Dans ce module, Jérôme Wybon interroge Jean-Paul Rappeneau sur sa collaboration et ses rapports personnels avec Philippe De Broca. On apprend alors que les deux réalisateurs/scénaristes, après L'Homme de Rio et Le Magnifique, ont travaillé ensemble quatre fois sans que Rappeneau ne soit finalement crédité au générique. La complicité artistique s'avéra souvent difficile sur un plan créatif entre les deux hommes, même si leur travail d'écriture en commun n'excluait jamais l'allégresse et la bonne humeur. Rappeneau revient aussi sur les méthodes de travail avec Michel Audiard, peu féru de construction dramatique et qui intervenait surtout pour les dialogues. On y voit à l'occasion quelques extraits de Tendre poulet (1978) et du Cavaleur (1979) de Philippe De Broca. Jean-Paul Rappeneau prend également plaisir à dire que ses films ont souvent influencé ceux de De Broca ; il faut avouer que cela recouvre une certaine réalité (les ressemblances évidentes entre Le Sauvage et L'Africain, par exemple, en attestent). Rappeneau se révèle un excellent client en interview : sa sagacité, son intelligence piquante et ses connaissances font que l'on se prend à trouver ce document bien trop court. Enfin, la quantité de photos originales exploitées par ce module est toujours un régal pour les yeux.


Léger et grave (13 min - 1.85 16/9 - DD 2.0 - HD - 2013)
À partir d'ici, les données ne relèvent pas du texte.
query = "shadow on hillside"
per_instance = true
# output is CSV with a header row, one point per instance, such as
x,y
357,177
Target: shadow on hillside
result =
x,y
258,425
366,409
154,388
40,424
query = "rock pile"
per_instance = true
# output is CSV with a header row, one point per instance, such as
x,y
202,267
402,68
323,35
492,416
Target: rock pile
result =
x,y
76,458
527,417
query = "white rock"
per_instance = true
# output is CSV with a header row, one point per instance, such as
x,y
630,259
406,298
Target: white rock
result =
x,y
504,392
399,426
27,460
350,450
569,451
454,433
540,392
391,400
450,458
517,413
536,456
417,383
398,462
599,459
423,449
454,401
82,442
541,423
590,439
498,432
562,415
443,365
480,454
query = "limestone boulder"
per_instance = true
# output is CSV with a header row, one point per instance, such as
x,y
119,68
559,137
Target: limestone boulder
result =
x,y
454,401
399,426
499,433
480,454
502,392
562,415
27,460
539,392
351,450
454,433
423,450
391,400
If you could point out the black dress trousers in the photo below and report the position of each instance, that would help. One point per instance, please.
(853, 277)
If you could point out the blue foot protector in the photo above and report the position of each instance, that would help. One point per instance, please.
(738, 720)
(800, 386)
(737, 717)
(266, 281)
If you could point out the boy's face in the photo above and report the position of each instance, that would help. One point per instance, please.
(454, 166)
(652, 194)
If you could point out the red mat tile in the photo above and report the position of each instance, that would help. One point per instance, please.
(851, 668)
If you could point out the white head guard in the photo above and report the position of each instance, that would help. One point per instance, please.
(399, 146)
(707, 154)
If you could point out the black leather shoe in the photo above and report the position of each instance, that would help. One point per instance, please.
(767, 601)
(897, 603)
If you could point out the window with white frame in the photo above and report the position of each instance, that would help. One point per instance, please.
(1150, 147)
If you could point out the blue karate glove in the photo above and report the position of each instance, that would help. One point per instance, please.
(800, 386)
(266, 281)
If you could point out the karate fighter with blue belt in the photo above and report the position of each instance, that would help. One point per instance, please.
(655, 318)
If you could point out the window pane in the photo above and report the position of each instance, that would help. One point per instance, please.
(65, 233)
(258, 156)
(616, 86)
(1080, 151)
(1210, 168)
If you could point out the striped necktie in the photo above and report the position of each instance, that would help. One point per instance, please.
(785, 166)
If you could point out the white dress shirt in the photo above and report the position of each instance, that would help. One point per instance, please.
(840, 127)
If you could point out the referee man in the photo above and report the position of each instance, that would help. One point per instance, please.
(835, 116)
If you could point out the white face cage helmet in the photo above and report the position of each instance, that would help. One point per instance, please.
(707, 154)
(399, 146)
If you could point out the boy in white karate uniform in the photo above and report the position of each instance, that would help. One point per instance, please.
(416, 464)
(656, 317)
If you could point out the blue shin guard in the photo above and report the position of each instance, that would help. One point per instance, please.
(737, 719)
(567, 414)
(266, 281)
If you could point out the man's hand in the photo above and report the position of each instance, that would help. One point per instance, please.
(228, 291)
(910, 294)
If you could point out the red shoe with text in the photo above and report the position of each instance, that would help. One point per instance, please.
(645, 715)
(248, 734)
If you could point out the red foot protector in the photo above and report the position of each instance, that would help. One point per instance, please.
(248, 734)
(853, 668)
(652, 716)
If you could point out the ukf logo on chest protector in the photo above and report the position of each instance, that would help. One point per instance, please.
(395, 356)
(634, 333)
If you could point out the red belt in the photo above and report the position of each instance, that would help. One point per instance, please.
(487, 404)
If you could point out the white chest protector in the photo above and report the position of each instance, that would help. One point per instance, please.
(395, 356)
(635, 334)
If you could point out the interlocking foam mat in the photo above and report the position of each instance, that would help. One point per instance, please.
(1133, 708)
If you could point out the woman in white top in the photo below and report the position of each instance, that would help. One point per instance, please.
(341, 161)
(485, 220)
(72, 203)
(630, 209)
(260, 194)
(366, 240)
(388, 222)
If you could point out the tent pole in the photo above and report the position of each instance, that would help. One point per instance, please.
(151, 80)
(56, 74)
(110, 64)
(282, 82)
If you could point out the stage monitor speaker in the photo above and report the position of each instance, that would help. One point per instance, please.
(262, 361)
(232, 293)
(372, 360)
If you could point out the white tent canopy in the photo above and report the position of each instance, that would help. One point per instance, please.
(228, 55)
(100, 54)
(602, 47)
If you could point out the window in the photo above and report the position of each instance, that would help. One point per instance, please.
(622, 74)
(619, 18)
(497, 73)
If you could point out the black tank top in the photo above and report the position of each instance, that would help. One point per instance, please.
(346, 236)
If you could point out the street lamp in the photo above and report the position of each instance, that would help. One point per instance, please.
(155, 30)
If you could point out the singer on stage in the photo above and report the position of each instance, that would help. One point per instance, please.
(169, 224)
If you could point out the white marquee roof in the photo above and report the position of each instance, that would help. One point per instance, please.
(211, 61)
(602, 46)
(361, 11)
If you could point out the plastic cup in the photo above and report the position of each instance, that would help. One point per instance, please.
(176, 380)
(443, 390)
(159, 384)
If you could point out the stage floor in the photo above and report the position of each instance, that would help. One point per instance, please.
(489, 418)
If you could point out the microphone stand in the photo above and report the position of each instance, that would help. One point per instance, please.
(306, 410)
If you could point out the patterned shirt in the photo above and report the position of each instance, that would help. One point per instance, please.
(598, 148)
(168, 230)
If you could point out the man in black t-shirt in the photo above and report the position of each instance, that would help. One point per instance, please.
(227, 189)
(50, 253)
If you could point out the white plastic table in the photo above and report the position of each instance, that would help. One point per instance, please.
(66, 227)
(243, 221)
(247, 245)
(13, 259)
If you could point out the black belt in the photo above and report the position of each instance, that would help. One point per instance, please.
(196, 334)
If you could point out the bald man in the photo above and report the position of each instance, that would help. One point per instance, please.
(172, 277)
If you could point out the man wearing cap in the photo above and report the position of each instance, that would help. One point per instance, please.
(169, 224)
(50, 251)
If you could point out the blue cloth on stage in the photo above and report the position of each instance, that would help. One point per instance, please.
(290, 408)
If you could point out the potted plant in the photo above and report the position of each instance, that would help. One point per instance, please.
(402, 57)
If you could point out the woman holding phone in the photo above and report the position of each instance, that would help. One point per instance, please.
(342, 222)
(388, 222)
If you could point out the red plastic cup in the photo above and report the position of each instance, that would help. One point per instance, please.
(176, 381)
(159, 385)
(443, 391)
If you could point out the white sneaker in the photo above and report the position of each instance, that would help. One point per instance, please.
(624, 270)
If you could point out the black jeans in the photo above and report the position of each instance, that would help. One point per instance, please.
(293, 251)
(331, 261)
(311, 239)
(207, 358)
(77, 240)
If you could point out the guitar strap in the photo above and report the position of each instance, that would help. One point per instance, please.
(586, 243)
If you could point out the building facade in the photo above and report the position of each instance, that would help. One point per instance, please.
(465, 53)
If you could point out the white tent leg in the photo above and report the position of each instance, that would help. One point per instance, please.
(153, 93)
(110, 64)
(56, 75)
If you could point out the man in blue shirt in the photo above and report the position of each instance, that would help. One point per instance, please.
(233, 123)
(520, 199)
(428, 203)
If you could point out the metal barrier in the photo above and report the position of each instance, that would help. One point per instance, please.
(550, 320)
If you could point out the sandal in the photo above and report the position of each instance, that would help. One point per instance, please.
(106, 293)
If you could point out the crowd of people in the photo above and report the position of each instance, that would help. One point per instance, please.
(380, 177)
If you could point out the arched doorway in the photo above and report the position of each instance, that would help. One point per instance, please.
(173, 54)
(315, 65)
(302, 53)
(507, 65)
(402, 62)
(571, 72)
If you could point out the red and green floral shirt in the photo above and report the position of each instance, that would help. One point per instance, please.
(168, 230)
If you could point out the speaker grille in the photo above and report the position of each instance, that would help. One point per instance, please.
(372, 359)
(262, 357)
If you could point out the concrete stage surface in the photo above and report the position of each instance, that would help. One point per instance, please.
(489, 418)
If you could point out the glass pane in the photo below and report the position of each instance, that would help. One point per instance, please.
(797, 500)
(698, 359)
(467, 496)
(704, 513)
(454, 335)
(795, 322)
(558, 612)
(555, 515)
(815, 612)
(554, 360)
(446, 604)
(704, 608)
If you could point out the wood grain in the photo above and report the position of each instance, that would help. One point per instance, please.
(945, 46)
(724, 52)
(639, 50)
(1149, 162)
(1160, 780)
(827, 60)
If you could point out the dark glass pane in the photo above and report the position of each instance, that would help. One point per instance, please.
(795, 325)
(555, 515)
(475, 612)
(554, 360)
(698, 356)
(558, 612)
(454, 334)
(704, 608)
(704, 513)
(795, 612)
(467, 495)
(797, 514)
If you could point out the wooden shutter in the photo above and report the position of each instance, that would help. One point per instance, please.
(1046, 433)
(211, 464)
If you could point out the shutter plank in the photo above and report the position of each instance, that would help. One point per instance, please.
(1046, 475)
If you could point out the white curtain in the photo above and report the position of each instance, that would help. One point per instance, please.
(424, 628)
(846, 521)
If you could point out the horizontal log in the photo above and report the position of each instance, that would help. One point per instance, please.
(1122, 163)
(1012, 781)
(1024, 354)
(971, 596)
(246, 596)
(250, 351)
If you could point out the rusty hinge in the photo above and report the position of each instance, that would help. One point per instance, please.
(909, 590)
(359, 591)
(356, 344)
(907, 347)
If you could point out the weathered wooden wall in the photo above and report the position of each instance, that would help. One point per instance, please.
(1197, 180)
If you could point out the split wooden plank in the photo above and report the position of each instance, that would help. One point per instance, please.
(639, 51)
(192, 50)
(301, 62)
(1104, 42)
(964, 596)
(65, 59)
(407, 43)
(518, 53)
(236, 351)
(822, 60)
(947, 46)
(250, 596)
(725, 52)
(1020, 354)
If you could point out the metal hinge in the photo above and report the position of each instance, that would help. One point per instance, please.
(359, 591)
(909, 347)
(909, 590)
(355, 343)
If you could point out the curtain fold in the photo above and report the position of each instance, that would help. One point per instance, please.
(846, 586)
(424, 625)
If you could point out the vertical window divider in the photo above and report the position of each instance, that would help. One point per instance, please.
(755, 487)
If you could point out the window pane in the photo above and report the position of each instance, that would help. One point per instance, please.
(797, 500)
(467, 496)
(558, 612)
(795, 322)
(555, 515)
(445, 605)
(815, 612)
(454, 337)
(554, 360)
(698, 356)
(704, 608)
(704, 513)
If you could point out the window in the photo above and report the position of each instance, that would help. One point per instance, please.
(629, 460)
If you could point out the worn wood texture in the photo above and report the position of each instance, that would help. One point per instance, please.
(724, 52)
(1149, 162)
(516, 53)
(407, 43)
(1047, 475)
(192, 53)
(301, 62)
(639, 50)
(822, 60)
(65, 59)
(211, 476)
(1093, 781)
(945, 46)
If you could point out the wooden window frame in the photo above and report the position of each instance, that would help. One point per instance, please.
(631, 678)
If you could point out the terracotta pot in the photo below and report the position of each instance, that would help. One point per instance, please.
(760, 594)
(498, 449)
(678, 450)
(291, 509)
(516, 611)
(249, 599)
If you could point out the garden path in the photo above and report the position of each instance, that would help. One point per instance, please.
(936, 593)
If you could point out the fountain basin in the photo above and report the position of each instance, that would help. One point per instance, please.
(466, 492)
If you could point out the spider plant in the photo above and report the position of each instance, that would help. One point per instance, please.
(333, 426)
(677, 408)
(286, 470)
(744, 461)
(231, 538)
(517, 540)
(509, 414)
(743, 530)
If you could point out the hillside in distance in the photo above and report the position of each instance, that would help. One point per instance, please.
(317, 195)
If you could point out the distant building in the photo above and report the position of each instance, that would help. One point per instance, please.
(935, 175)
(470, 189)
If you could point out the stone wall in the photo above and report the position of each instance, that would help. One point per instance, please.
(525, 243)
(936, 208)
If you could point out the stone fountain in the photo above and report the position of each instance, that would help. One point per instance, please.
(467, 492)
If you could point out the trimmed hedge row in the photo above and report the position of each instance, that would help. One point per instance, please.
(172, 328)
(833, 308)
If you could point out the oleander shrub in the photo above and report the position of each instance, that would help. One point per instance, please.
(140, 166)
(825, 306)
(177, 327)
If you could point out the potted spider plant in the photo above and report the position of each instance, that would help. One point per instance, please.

Dans ce troisième complément, c'est au tour de Stéphane Lerouge, spécialiste de musique de film, de faire l'objet d'une interview thématique. Lerouge avait pour projet de concevoir une anthologie musicale Delerue/De Broca quand il fit la connaissance du cinéaste dans les années 90. Selon Philippe De Broca, Georges Delerue apportait de la profondeur et de la gravité à ses films. Stéphane Lerouge aborde ainsi - dans le temps qui lui est imparti - la personnalité et l'approche artistique de ce très grand compositeur français, dont la collaboration étroite avec De Broca n'est en effet pas celle que l'on met souvent en avant. Lerouge précise même que dans L'Homme de Rio, Delerue commence à s'éloigner de sa veine tendre et mélancolique. A l'occasion de ce module, on nous fait profiter d'un document exceptionnel datant de 1981 : une interview télévisée de Philippe De Broca et de Georges Delerue assis à un piano. Dans cet extrait amusant et émouvant, le cinéaste lance même un défi à son collègue compositeur surpris, celui d'improviser sur le moment une musique destinée à son prochain film (qu'on devine aisément être L'Africain). Enfin, Stéphane Lerouge aborde le problème de la restauration de L'Homme de Rio, entre image pimpante et son de qualité médiocre, qui crée un décalage inévitable. Néanmoins, on devra heureusement à ce dernier l'apport au master actuel restauré du mixage stéréo de la musique de Georges Delerue - on peut apprécier la différence grâce à un comparatif entre deux mêmes extraits du film (en mono et en stéréo).

Bande-annonce originale (2 min 53 - 16/9 - DD mono 2.0 - HD - 1964)

Cerise sur la gâteau de cette édition vidéo, le réalisateur des suppléments Jérôme Wybon a pu mettre la main sur le film-annonce original de L'Homme de Rio, pour la première fois disponible depuis sa sortie. Dans ce petit film de moins de 3 minutes, on est accueillis par Jean-Paul Belmondo qui nous présente son aventure avec force ironie, prétextant avoir été abusé par Philippe De Broca qui lui promettait un tournage décontracté et reposant. Après de nombreux extraits du film qui voit l'acteur courir et sauter partout, on retrouve à la fin Belmondo plâtré à l'hôpital, une image qui conclue ainsi avec dérision une bande-annonce qui se révèle une sacrée découverte doublée d'un plaisir évident.